The main approach provided by the bufferkdtree package is an efficient many-core implementation (suitable for, e.g., GPUs) for processing huge amounts of nearest neighor queries by means of so-called buffer k-d trees. Such trees depict modifications of standard k-d trees that can be used to make use of the massive parallelism provided by today’s many-core devices (such as GPUs).
Buffer k-d trees aim at scenarios, where you are given both a large reference (e.g., 1,000,000 points) and a huge query set (e.g., 10,000,000 points or more) with an input space of moderate dimensionality (e.g., from d=5 to d=25 dimensions). The general workflow is sketched below; the key idea is to “delay” the processing of nearest neighbor queries until enough work is gathered that can be processed by the many-core device.
Workflow: Initially, all queries are given in the input queue.

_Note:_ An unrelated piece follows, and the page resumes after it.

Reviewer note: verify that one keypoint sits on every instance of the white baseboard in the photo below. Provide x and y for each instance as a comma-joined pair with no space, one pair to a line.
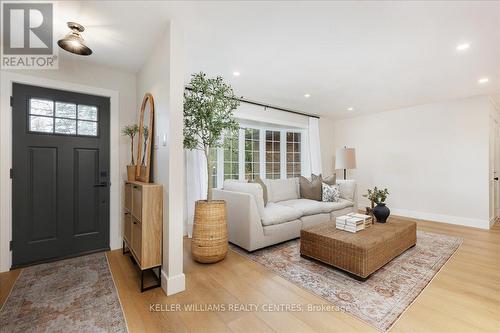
465,221
174,284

The computation of nearest neighbors takes place in iterations. In each iteration, the procedure FindLeafBatch removes query indices from both queues and distributes them to the buffers (or removes them if no further processing is needed). In case enough work has been gathered, the procedure ProcessAllBuffers is invoked, which updates the nearest neighbors and reinserts all query indices into reinsert. The process stops as soon as both queues and all buffers are empty. For each query (index), an associated stack is stored, which is used to traverse the overall tree.
Note that each query is traversed in the same manner as for a standard k-d tree traversal (given the same tree depth). However, in contrast to the original traversal, queries are now grouped together before the nearest neighbors are updated in each leaf. This greatly improves the performance on today’s many-core devices, since similar memory regions are processed by neighbored threads.
A detailed description of the techniques used and an experimental evaluation of the implementation using massive astronomical data sets are provided in:
Fabian Gieseke, Justin Heinermann, Cosmin Oancea, and Christian Igel. Buffer k-d Trees: Processing Massive Nearest Neighbor Queries on GPUs. In: Proceedings of the 31st International Conference on Machine Learning (ICML) 32(1), 2014, 172-180. [pdf] [bibtex]
Implicit Hardware Caches
The brute-force step that takes place to empty the leaves via the many-core device makes use of implicit hardware caches. To achieve satisfying speed-ups, this feature has to be supported by the device (see, e.g., the Kepler GK110 Whitepaper)